No credentials on the machine running Strata, or you’d rather not use the live path? Run the scan yourself and paste the result:

  • AWSaws cloudcontrol list-resources --type-name AWS::S3::Bucket (accepts the raw response or a plain JSON array).
  • GCPgcloud asset list --format=json (accepts the array or { assets: […] }).
  • Azureaz graph query -q "Resources" -o json (accepts the array or the { data: […] } envelope).

Paste into the box and click Parse. Parsing happens entirely in your browser — nothing is sent anywhere.

When are credentials required?

Live scans run on the server at /api/discover (AWS), /api/discover/gcp, or /api/discover/azure. Where the server gets credentials depends on the provider and deployment:

  • AWS, local install (default). Credential fields are optional — the server’s ambient chain (SSO / ~/.aws profile / env / instance role) is used. Fill them in to scan a different account.
  • AWS, hosted install (NEXT_PUBLIC_STRATA_HOSTED=1). You must bring your own keys; the ambient chain is disabled and a scan without credentials is rejected with a 422.
  • GCP / Azure. No credentials are ever entered in Strata. The server uses its ambient ADC (gcloud auth application-default login) or DefaultAzureCredential (az login). On a hosted install these live scans are disabled entirely.

Supplied AWS credentials are sent over HTTPS, used in-memory for the single scan, then discarded — never written to disk, logged, returned to the browser, or saved into the diagram.

IAM permissions

  • AWScloudcontrol:ListResources + cloudcontrol:GetResource, plus read access to the services you scan. The managed ReadOnlyAccess policy is the simplest safe choice. Prefer temporary, read-only credentials (aws sts get-session-token or a read-only role).
  • GCP — the ADC identity needs cloudasset.assets.listResource (e.g. the Cloud Asset Viewer role) on the project/folder/org.
  • Azure — the signed-in identity needs at least Reader on the target subscriptions (Resource Graph honours RBAC).

Discovery is list/describe only — Strata never mutates your account.

Reviewing and importing

After a successful Discover (or Parse), a review panel appears before anything touches your canvas:

  • N resource(s) ready to import — how many map to a known service.
  • · N unmapped type(s) (if any) — types Strata doesn’t model yet (skipped; listed below).
  • · scanned … — the scope that was covered.
  • For GCP/Azure, a note that resources import as typed nodes with sparse properties (the provider’s field names differ from Strata’s config model), and that relationships aren’t inferred — wire them up on the canvas.
  • Any per-scan warnings.

Then choose Merge into canvas or Replace canvas (swap in the discovered set, with an unsaved-changes guard).

Merge previews before it applies.
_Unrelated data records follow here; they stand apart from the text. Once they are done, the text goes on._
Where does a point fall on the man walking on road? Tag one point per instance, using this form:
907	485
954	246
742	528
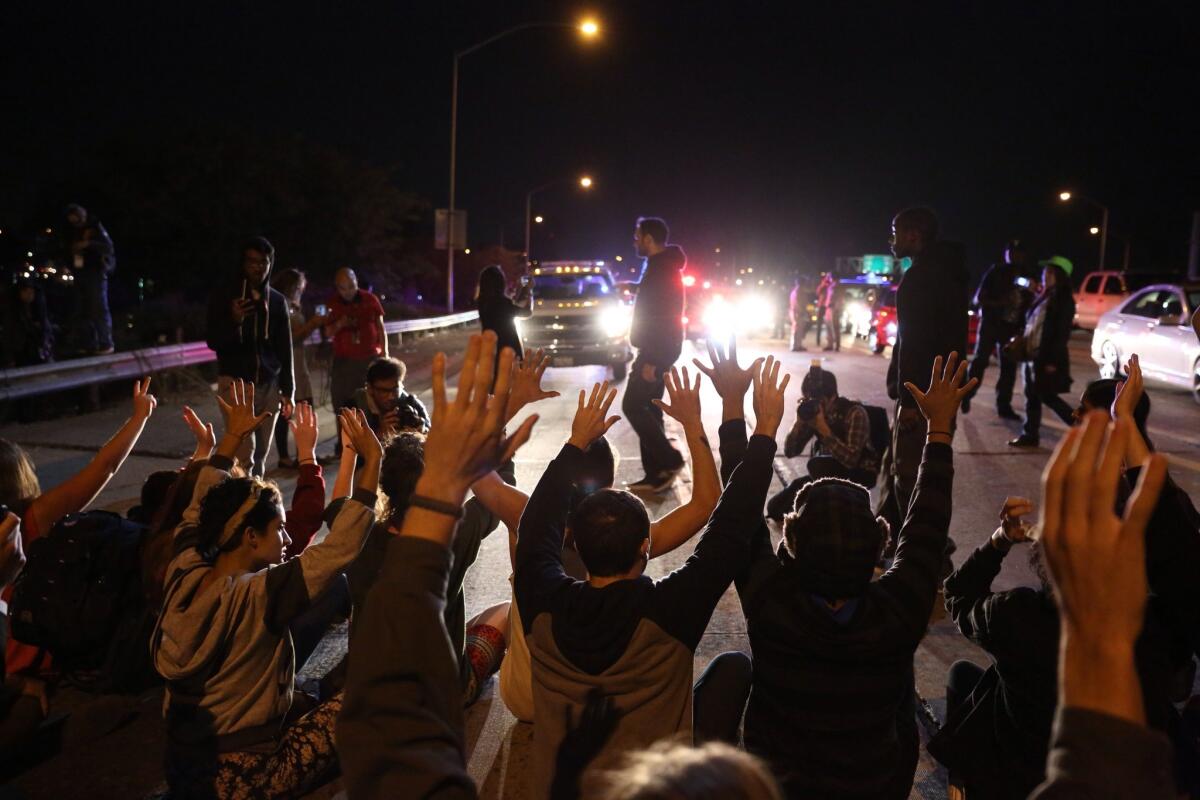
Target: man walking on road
931	320
1000	319
251	334
658	335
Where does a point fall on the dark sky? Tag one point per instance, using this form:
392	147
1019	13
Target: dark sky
785	138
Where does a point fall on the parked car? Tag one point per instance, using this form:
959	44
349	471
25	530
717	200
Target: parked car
1155	323
1103	292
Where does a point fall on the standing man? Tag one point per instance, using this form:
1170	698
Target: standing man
931	320
355	322
658	335
93	260
251	334
1000	319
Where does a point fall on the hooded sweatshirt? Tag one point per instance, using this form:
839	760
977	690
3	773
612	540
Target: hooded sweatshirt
226	649
931	317
658	314
258	350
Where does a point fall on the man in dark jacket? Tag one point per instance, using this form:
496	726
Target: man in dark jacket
1000	300
658	335
93	260
931	320
250	332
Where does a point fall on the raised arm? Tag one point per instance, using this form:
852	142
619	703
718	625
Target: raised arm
82	488
401	731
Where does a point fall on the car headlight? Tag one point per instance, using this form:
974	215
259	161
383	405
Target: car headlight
616	320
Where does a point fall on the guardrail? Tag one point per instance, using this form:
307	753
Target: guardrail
59	376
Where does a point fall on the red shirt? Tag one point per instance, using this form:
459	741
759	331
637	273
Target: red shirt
359	340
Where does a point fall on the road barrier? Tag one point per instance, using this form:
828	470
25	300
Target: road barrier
59	376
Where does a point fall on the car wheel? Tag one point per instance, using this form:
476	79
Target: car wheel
1110	361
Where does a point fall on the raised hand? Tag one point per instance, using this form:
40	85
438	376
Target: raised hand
684	398
144	403
239	410
730	380
305	426
205	437
1097	563
941	402
527	384
466	438
592	419
768	397
361	437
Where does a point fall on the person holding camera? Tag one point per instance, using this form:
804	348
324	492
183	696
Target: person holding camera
843	433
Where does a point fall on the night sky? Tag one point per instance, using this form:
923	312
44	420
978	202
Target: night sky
785	139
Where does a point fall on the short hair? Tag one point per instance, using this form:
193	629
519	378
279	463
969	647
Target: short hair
919	218
671	770
609	528
385	368
655	228
403	461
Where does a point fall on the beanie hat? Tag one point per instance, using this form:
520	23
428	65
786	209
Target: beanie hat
833	537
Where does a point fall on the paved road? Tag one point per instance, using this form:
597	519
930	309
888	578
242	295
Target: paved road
987	471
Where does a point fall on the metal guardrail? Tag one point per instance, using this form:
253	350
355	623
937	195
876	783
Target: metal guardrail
59	376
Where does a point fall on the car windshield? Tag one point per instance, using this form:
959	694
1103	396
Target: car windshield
571	287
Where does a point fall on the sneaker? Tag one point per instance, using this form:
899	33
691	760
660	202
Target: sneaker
1023	441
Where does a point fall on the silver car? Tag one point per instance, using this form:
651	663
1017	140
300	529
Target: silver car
1155	323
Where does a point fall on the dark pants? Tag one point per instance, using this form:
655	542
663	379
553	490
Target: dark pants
95	323
658	455
1039	388
719	698
993	337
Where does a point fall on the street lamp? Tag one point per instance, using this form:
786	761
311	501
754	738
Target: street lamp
1066	197
586	182
588	29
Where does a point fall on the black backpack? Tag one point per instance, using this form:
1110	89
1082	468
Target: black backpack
79	597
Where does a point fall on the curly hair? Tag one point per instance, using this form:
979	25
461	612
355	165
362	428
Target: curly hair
222	503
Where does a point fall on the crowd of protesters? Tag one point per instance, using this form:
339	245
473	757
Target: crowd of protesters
1089	668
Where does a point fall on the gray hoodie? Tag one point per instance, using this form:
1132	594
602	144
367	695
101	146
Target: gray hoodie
226	650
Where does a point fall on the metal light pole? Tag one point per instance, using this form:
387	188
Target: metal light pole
588	29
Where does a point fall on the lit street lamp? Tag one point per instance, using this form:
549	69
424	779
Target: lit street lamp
587	29
1066	197
586	182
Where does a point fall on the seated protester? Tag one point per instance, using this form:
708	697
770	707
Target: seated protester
223	644
388	407
1102	746
832	708
619	633
21	492
595	471
843	439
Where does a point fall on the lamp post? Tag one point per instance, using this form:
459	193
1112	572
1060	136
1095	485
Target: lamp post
586	182
1066	197
587	29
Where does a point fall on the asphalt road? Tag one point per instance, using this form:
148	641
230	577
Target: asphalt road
985	471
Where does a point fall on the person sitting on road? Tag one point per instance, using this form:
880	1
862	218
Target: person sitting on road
843	432
235	725
388	407
621	633
595	471
833	707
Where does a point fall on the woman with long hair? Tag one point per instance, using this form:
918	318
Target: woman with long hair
1047	359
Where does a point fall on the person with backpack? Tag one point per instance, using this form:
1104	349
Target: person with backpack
235	725
40	511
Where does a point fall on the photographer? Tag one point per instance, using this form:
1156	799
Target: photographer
843	446
388	407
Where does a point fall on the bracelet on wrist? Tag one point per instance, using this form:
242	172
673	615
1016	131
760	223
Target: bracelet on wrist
436	506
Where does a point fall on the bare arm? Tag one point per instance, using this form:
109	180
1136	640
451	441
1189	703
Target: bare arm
82	488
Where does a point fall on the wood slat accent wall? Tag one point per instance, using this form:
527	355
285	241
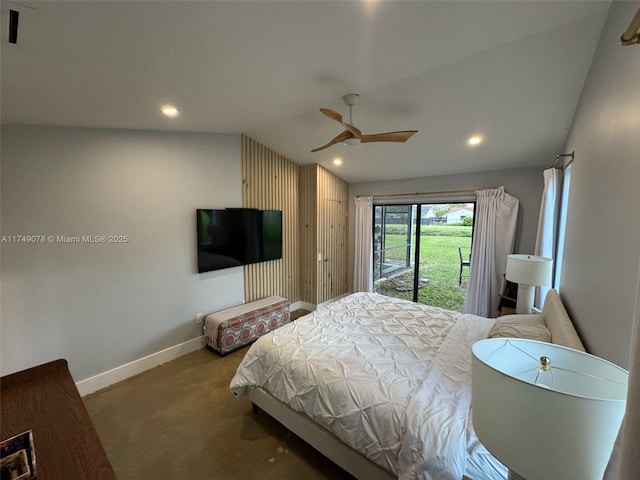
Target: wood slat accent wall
332	221
323	203
308	233
270	182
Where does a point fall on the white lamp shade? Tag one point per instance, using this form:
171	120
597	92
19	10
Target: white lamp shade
563	432
529	269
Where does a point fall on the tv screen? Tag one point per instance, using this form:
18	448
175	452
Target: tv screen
237	236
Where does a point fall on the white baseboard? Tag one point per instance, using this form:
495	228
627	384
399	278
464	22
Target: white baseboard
105	379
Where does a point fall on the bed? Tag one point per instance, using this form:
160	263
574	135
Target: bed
382	386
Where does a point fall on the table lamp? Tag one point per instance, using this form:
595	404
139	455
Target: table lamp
545	411
529	272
Choosing Merge into canvas opens a Review merge dialog before anything changes: it summarises what the merge will do — counts of +N new, ~N updated, N unchanged, and N kept (resources already on your canvas that the scan didn’t cover) — and lists the new and changed resources (with which configuration fields differ). Confirm with Apply merge, or back out with Cancel. (Replace canvas applies immediately, subject to the unsaved-work guard.)

Merge reconciles — it doesn’t duplicate. A merged resource that already exists in your diagram (matched by its ARN, or otherwise by service type + name) is updated in place: its configuration is refreshed from the scan while its canvas position and any rename you’ve made are preserved. Genuinely new resources are added; nothing you didn’t scan is removed. So re-scanning the same account to pick up changes keeps a single, tidy diagram instead of piling up duplicate nodes.

What discovery does and doesn’t do

  • Read-only modeling. Discovery only lists and describes resources.
  • Credentials never leave the server or reach the diagram, for any provider — the discovery layer only receives already-fetched descriptions, and the model keeps only the configuration fields Strata recognizes, so stray properties (let alone secrets) can’t end up in a node.
  • Relationships aren’t inferred from a live scan — discovered resources land as nodes. (A CloudFormation / Terraform / ARM import is richer if you have the source.)
  • Nothing is scanned outside the types and scope you chose — the review makes the scope explicit.